Materials and methods: Prospective data were collected from 303 patients undergoing PCNL in the Galdako-modified Valdivia position at our institution between 2007 and 2015. We report our technique with outcomes of operative times, stone-free rate (SFR), and complications.

Results: A total of 202 solitary stones with a mean size of 17.19 ± 5.82 mm, 42 stones in multiple calices, and 57 staghorns were treated. Mean operative time was 79.79 ± 35.72 minutes. A total of 244/303 (80.5%) patients had clearance or <2 mm stone on postoperative CT. Minor complications (Clavien-Dindo Classification [CDC] 1-2) occurred in 59 (19.5%) cases and major complications (CDC ≥3) occurred in 22 (7.3%) cases. Five (1.7%) cases required postoperative blood transfusion for bleeding complications.

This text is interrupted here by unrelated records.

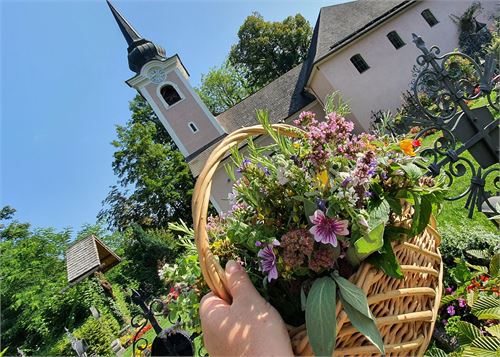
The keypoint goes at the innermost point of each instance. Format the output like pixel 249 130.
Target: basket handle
pixel 213 273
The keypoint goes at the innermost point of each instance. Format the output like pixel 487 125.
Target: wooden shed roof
pixel 87 256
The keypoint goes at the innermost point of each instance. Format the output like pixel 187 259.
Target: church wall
pixel 181 113
pixel 390 72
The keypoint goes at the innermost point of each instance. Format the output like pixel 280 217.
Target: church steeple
pixel 140 51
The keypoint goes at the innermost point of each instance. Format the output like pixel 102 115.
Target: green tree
pixel 223 87
pixel 266 50
pixel 154 181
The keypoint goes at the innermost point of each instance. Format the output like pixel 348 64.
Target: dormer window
pixel 359 63
pixel 170 94
pixel 396 41
pixel 429 17
pixel 193 127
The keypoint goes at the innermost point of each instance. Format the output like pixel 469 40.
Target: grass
pixel 454 213
pixel 151 334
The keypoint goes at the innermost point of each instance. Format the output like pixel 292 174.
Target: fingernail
pixel 232 266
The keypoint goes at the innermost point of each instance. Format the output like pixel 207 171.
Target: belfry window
pixel 429 17
pixel 170 94
pixel 396 41
pixel 359 63
pixel 193 127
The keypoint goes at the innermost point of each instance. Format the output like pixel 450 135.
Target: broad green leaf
pixel 446 299
pixel 386 260
pixel 472 297
pixel 487 343
pixel 321 320
pixel 353 294
pixel 356 306
pixel 467 332
pixel 425 214
pixel 480 254
pixel 495 265
pixel 412 170
pixel 374 239
pixel 364 324
pixel 494 330
pixel 488 314
pixel 395 205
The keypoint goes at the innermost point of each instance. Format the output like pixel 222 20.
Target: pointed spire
pixel 140 51
pixel 127 30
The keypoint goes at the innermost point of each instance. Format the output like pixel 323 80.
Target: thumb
pixel 239 283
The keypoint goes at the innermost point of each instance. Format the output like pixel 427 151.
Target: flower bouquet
pixel 335 230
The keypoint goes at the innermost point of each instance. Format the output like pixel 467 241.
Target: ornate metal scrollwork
pixel 443 90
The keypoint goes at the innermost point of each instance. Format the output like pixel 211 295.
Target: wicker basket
pixel 405 309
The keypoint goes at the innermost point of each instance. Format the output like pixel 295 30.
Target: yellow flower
pixel 406 146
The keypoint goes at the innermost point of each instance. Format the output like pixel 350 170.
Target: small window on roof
pixel 359 63
pixel 170 94
pixel 429 17
pixel 396 41
pixel 193 127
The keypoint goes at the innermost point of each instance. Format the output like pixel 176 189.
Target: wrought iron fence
pixel 446 89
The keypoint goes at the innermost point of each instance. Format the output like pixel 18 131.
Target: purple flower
pixel 244 165
pixel 325 230
pixel 461 302
pixel 268 259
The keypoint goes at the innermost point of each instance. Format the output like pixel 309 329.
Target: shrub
pixel 456 240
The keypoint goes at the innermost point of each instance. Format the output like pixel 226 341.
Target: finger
pixel 240 285
pixel 211 304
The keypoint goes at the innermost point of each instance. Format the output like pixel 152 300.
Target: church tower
pixel 163 82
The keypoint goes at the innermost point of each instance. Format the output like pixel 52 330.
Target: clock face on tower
pixel 156 74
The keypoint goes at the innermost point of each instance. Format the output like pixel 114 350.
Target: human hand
pixel 250 326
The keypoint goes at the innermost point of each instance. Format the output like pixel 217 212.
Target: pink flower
pixel 461 302
pixel 326 230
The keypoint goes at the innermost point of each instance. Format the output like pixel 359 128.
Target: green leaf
pixel 303 298
pixel 413 171
pixel 357 309
pixel 321 320
pixel 489 314
pixel 446 299
pixel 487 343
pixel 374 239
pixel 395 205
pixel 480 254
pixel 467 332
pixel 309 208
pixel 494 330
pixel 495 265
pixel 425 214
pixel 386 260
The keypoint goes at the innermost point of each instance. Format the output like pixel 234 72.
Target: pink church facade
pixel 363 49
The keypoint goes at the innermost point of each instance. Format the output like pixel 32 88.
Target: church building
pixel 361 48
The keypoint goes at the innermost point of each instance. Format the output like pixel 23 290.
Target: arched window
pixel 359 63
pixel 193 127
pixel 396 41
pixel 170 95
pixel 429 17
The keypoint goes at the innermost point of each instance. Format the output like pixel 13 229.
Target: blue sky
pixel 63 67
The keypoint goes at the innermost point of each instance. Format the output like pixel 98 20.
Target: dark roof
pixel 140 51
pixel 86 256
pixel 282 97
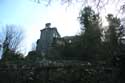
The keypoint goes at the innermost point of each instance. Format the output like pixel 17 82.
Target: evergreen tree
pixel 91 33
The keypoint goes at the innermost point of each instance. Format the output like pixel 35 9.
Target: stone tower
pixel 46 38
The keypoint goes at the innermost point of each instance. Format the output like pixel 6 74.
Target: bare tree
pixel 11 37
pixel 99 4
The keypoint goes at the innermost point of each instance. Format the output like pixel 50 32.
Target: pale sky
pixel 32 17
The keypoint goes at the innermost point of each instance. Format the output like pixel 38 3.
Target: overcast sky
pixel 32 17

Conclusion: We demonstrate that PCNL in a high-volume center to be safe and efficacious in the Galdalko-modified Valdivia position. We show equivalent SFR and complication rates to large studies of prone PCNL, with potential to decrease operative time. In particular, supine position is optimum for obese or high-risk patients with complex stone disease, because of ease of positioning and lower theoretical risk of anesthetic complications.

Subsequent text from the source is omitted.